La corte d’appello di Parigi (23 marzo 2023, n° 21/09288) ha confermato che il diritto di accesso GDPR copre tutti gli elementi della cartella personale: carriera, retribuzione, valutazioni.
Quali documenti recuperare in priorità
- Le buste paga di tutto il periodo di impiego, comprese le buste correttive, che serviranno per il calcolo dei diritti alla pensione e per la ricostruzione della carriera
- Il certificato di lavoro e l’attestazione Pôle emploi (France Travail), rilasciati obbligatoriamente dal datore di lavoro alla fine del contratto
- I verbali dei colloqui annuali e professionali, utili per giustificare un livello di responsabilità o negoziare un posto altrove
- Il saldo di tutti i conti e la ricevuta associata, che formalizza le somme versate alla risoluzione del contratto
Si osserva che i ritorni variano sulla facilità di ottenimento di questi documenti: alcuni servizi HR inviano tutto in pochi giorni, altri richiedono solleciti formali tramite raccomandata.

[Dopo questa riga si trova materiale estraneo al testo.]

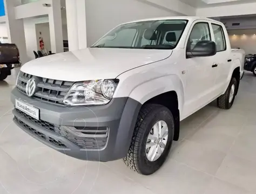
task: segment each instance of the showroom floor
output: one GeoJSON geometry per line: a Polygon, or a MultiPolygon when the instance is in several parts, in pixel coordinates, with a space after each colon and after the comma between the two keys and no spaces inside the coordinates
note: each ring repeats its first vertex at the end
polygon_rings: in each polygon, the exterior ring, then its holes
{"type": "Polygon", "coordinates": [[[0,193],[256,193],[256,77],[247,73],[232,108],[214,102],[181,122],[160,170],[143,176],[122,160],[77,160],[12,122],[15,75],[0,83],[0,193]],[[2,115],[3,115],[2,116],[2,115]],[[2,185],[2,186],[1,186],[2,185]]]}

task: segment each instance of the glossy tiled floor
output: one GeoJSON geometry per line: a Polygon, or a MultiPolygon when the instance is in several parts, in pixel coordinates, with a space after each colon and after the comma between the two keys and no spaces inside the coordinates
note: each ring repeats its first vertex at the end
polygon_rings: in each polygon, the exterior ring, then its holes
{"type": "Polygon", "coordinates": [[[15,75],[0,84],[0,193],[256,193],[256,77],[247,73],[232,108],[211,103],[183,121],[165,165],[143,176],[122,160],[82,161],[12,123],[15,75]]]}

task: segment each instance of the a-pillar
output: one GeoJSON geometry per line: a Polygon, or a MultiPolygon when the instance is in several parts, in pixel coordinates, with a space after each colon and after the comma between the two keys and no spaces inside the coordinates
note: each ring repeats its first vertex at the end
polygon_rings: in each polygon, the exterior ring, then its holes
{"type": "Polygon", "coordinates": [[[66,0],[69,49],[87,47],[85,0],[66,0]]]}
{"type": "Polygon", "coordinates": [[[51,6],[49,13],[51,51],[57,53],[63,52],[60,0],[52,0],[51,6]]]}
{"type": "Polygon", "coordinates": [[[14,8],[21,4],[21,0],[4,0],[6,26],[10,43],[16,44],[19,51],[20,59],[23,64],[28,62],[23,20],[16,19],[14,8]]]}

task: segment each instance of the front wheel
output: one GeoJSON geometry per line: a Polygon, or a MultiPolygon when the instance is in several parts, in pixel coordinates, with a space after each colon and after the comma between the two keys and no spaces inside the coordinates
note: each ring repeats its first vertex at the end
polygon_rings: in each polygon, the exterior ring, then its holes
{"type": "Polygon", "coordinates": [[[253,75],[256,76],[256,65],[254,65],[252,69],[252,73],[253,73],[253,75]]]}
{"type": "Polygon", "coordinates": [[[172,146],[173,117],[164,106],[147,104],[141,109],[132,142],[124,161],[131,169],[149,175],[165,162],[172,146]]]}
{"type": "Polygon", "coordinates": [[[217,99],[217,105],[219,108],[224,109],[231,108],[235,97],[237,84],[237,79],[232,78],[225,94],[217,99]]]}

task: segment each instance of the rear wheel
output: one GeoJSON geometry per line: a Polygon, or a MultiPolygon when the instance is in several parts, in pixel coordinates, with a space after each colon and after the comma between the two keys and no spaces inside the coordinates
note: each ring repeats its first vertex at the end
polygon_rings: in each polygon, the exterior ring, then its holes
{"type": "Polygon", "coordinates": [[[8,76],[8,74],[7,72],[4,70],[0,71],[0,81],[3,81],[5,80],[7,77],[8,76]]]}
{"type": "Polygon", "coordinates": [[[151,175],[163,164],[173,138],[173,117],[161,105],[147,104],[137,118],[129,150],[124,161],[131,169],[151,175]]]}
{"type": "Polygon", "coordinates": [[[222,109],[228,109],[231,108],[234,102],[237,90],[237,81],[235,78],[232,78],[228,87],[224,94],[217,99],[217,105],[222,109]]]}

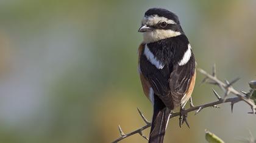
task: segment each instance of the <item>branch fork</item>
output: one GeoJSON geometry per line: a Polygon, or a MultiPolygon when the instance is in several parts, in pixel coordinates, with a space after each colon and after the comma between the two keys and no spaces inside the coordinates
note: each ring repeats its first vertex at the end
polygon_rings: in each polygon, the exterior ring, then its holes
{"type": "MultiPolygon", "coordinates": [[[[222,82],[217,78],[215,64],[214,64],[214,65],[213,66],[212,74],[209,74],[201,68],[197,68],[197,71],[199,71],[200,73],[201,73],[202,75],[204,75],[205,76],[204,78],[204,79],[202,81],[201,84],[207,82],[210,84],[218,85],[221,89],[223,90],[224,95],[223,96],[223,98],[221,98],[221,96],[219,96],[219,95],[213,89],[213,88],[212,88],[215,96],[218,99],[217,101],[214,101],[212,102],[210,102],[208,104],[202,104],[202,105],[195,106],[195,107],[190,106],[190,108],[188,108],[184,111],[185,113],[188,113],[195,111],[194,115],[196,115],[197,113],[199,113],[201,111],[202,111],[202,109],[205,108],[209,107],[219,108],[217,106],[217,105],[222,104],[226,102],[230,102],[231,111],[233,112],[234,104],[240,101],[244,101],[246,104],[247,104],[251,107],[252,110],[252,111],[248,112],[248,113],[256,114],[256,112],[255,112],[256,105],[251,99],[251,97],[254,94],[254,91],[256,90],[256,81],[251,81],[249,82],[249,85],[252,88],[252,90],[250,90],[249,92],[247,93],[243,91],[238,91],[232,87],[232,85],[234,84],[235,82],[236,82],[240,79],[240,78],[237,78],[235,79],[234,80],[232,81],[231,82],[229,82],[227,80],[226,80],[225,82],[222,82]],[[228,95],[230,95],[230,93],[235,95],[236,97],[227,98],[228,95]]],[[[118,128],[119,128],[121,136],[117,139],[116,139],[115,141],[114,141],[113,143],[117,143],[119,141],[126,138],[128,138],[130,136],[132,136],[137,133],[141,135],[144,139],[148,140],[148,138],[143,134],[142,131],[150,127],[151,126],[151,123],[145,118],[145,116],[141,113],[140,109],[137,108],[137,110],[140,116],[146,123],[146,125],[127,134],[125,134],[123,131],[120,125],[118,125],[118,128]]],[[[179,116],[179,115],[180,115],[179,112],[172,112],[169,116],[169,119],[179,116]]]]}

Dati personali conservati dal datore di lavoro: durate di conservazione e cancellazione
Il datore di lavoro non conserva i tuoi dati indefinitamente. Il GDPR impone durate di conservazione proporzionate alla finalità del trattamento. Trascorsi i termini legali previsti per ogni categoria di documento, l’azienda deve eliminare o anonimizzare i dati.
Se aspetti troppo a lungo per esercitare il tuo diritto di accesso, alcuni documenti potrebbero essere scomparsi legalmente.
Strategia di salvataggio personale
Il modo più affidabile rimane quello di costituire il proprio archivio prima ancora di presentare le dimissioni. Una cartella digitale su un supporto personale (disco esterno crittografato, servizio cloud personale) con una struttura semplice è sufficiente.
Tre riflessi da adottare:
- Scaricare ogni busta paga non appena è disponibile sulla cassaforte digitale, senza attendere la fine del contratto
- Conservare una copia degli attestati di formazione e dei certificati ottenuti durante l’impiego, poiché l’ente di formazione può fornirli ma con tempi più lunghi
- Salvare le email professionali che attestano accordi sulla retribuzione variabile, i premi o le condizioni di partenza negoziate

File di lavoro e proprietà intellettuale: il confine da non oltrepassare
Recuperare i propri documenti amministrativi personali è un diritto. Copiare file di lavoro prodotti per il datore di lavoro, invece, rientra in un altro ambito. Le creazioni realizzate nell’ambito del contratto appartengono all’azienda, salvo clausola contraria esplicita.
Ciò riguarda presentazioni, database clienti, codici sorgente, modelli di documenti interni. Anche dopo aver dedicato mesi alla loro costruzione, la loro proprietà rimane legata al contratto di lavoro. Portare via una base di contatti commerciali per riutilizzarla presso un concorrente espone a cause per concorrenza sleale, se non per furto di dati.
La distinzione sta nella natura del documento. Un portfolio di realizzazioni grafiche (screenshot, modelli non riservati) può essere costituito per valorizzare il proprio percorso, a condizione di non divulgare informazioni strategiche. Un estratto di codice generico, senza dati proprietari, presenta meno problemi di un algoritmo completo.
La buona prassi consiste nel richiedere l’autorizzazione per iscritto prima di partire, specificando esattamente quali elementi si desidera conservare a titolo di portfolio. Un accordo scritto del datore di lavoro protegge in caso di controversie future.
Il cambio di datore di lavoro non cancella i tuoi diritti sui tuoi dati personali, ma impone un calendario serrato. Scaricare le proprie buste paga man mano che vengono emesse, esercitare il proprio diritto di accesso GDPR non appena si riceve la notifica di partenza e distinguere chiaramente tra documenti personali e file aziendali: questi tre riflessi evitano la maggior parte delle complicazioni amministrative che sorgono dopo la firma di un nuovo contratto.